裏庭に一本の道が切り開かれ、遠くの森の木々が少し遅れてバタバタと一塊になって倒れた。そして溢れた水がディック様が作った道に沿って一気に流れ出す。
水と一緒に流れでそうになったオレはディック様がガシと掴み上げ、ジロウとソラは館の屋根に避難した。
建物に流れ込んだ水はジュウと暖炉の炎を消し、灰色の煙が扉から煙突から立ち上る。白い蒸気と煙にむせたサーシャ様やメイドさん達がゴホゴホと飛び出してきた。
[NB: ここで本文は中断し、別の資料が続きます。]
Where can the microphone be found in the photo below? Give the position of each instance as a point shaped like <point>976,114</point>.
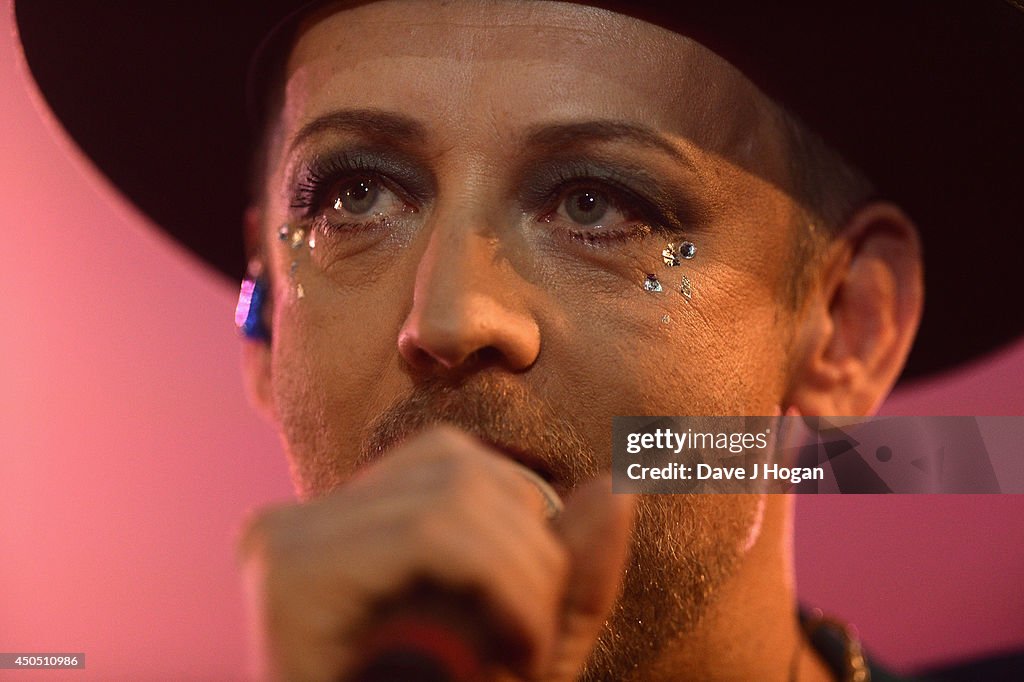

びしょ濡れのオレとディック様に執事さんの冷気が襲う。
「ええ、ええ。最高の暇潰しになりましょう。後始末まできちんとやり遂げなさってくださいませ」
執事さんにニッコリ笑顔で微笑まれたディック様は、ギロリとオレを睨んだ。ええ?! オレのせい?! だって魔法を使えって言ったのはディック様……。
とりあえず、熱を出されちゃたまらないとオレとディック様は風呂に追い立てられ、ジロウが温風で濡れた部屋を乾かすことになったんだ。もちろんジロウの魔法だからさ、ガッチャンゴッチン、渦を巻く魔力で家具や道具が飛ばされ壊れ、館の中はしっちゃかめっちゃかの大惨事になったのは言うまでもない。
今日も読んでくださってありがとうございました。
コウタも随分自由度が上がり、のびのびとやらかし始めましたね。
リアルでは冬に向かっていますが、コウタ達は春に向かっていきます。この季節差。申し訳ないです。
では、今日の1日が皆様にとって温かで居心地のよい1日となりますように。